🤖 AI Summary
Traditional frame-level metrics fail to capture musically salient features—such as direction-change boundaries and contour morphology—in piano sustain pedal depth estimation, resulting in evaluations lacking semantic interpretability. To address this, we propose the first multi-granularity evaluation framework integrating action-level (direction-switch point detection) and gesture-level (contour alignment and shape similarity) assessments, thereby overcoming the limitations of frame-wise accuracy alone. Methodologically, we introduce segmented state detection coupled with dynamic time warping–guided contour alignment, enabling unified comparison across audio-only baselines, MIDI-augmented models, and their binarized variants. Experiments demonstrate that the MIDI-augmented model achieves significant gains at both action and gesture levels, while exhibiting only marginal improvement in frame-level accuracy—validating that our framework is semantically sensitive, highly interpretable, and capable of revealing substantive performance improvements overlooked by conventional metrics.
📝 Abstract
Evaluation for continuous piano pedal depth estimation tasks remains incomplete when relying only on conventional frame-level metrics, which overlook musically important features such as direction-change boundaries and pedal curve contours.
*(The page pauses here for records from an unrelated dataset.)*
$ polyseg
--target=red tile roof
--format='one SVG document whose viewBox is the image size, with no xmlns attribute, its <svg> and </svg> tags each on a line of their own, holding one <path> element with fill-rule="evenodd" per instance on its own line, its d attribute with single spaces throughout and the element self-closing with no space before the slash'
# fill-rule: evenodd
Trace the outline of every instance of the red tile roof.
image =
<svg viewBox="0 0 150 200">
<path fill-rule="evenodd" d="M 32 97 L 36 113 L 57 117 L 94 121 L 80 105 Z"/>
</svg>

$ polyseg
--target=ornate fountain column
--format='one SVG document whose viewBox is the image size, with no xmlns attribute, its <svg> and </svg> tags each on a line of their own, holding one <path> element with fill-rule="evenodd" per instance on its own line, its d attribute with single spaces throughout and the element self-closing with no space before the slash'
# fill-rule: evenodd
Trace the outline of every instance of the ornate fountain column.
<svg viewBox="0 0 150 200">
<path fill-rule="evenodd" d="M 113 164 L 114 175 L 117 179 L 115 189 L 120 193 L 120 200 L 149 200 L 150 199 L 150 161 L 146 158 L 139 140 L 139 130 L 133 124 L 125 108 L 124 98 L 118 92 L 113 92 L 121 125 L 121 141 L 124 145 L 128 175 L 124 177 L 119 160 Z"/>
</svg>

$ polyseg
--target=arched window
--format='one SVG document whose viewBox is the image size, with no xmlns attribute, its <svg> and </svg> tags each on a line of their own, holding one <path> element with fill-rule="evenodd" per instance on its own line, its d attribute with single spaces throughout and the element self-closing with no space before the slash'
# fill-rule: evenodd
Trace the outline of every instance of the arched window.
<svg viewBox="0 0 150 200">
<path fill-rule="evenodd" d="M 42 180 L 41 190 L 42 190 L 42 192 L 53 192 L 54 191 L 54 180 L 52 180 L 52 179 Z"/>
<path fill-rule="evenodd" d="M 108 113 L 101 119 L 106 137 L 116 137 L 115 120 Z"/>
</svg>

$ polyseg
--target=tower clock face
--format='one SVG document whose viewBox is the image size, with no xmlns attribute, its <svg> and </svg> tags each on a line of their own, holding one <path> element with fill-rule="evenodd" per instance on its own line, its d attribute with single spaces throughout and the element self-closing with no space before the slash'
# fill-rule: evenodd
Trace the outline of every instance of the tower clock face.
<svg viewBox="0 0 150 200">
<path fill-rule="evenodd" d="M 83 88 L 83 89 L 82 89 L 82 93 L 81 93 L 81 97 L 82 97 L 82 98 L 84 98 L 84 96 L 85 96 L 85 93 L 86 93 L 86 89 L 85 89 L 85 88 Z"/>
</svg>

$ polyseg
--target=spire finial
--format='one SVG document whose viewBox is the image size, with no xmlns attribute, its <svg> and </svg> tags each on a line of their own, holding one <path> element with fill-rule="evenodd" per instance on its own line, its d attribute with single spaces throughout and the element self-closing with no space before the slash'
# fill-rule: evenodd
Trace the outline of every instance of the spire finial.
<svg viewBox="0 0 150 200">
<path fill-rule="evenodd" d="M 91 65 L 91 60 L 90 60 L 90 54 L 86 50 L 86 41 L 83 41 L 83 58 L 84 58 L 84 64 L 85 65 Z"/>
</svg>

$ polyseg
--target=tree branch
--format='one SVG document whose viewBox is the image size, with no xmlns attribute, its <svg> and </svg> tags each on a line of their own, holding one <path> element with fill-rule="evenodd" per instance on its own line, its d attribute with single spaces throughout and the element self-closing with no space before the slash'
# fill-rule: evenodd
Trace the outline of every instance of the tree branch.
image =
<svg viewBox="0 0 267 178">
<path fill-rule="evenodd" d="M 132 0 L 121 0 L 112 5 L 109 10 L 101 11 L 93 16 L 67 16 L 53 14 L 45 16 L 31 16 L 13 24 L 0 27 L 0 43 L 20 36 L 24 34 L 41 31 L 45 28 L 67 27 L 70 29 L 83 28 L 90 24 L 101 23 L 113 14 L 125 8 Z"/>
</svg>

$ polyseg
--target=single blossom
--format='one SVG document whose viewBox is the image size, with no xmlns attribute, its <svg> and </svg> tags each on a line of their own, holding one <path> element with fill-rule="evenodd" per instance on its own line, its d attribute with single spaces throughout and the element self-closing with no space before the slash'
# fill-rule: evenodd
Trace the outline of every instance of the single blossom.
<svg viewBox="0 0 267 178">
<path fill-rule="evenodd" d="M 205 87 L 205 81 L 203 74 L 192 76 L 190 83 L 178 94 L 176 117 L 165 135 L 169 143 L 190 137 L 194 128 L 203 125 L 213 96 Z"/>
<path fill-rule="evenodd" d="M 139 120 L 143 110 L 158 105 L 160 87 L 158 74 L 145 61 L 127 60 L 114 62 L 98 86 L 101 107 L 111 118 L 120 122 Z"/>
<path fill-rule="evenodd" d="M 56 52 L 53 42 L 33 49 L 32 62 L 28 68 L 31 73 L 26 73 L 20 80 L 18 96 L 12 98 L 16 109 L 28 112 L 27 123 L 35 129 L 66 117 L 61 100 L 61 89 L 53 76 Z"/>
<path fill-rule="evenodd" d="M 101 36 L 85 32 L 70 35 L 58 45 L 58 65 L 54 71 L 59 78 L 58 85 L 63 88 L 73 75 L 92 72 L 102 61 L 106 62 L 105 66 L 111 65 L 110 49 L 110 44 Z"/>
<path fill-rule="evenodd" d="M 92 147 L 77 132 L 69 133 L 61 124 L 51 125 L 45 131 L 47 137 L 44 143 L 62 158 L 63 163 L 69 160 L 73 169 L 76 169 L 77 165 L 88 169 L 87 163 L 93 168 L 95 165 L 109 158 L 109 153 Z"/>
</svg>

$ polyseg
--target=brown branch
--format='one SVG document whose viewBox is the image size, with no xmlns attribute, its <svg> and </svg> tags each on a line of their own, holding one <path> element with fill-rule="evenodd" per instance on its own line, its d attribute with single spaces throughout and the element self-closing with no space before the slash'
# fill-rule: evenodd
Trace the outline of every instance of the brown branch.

To provide more interpretable and musically meaningful insights, we propose an evaluation framework that augments standard frame-level metrics with an action-level assessment measuring direction and timing using segments of press/hold/release states and a gesture-level analysis that evaluates contour similarity of each press-release cycle. We apply this framework to compare an audio-only baseline with two variants: one incorporating symbolic information from MIDI, and another trained in a binary-valued setting, all within a unified architecture. Results show that the MIDI-informed model significantly outperforms the others at action and gesture levels, despite modest frame-level gains. These findings demonstrate that our framework captures musically relevant improvements indiscernible by traditional metrics, offering a more practical and effective approach to evaluating pedal depth estimation models.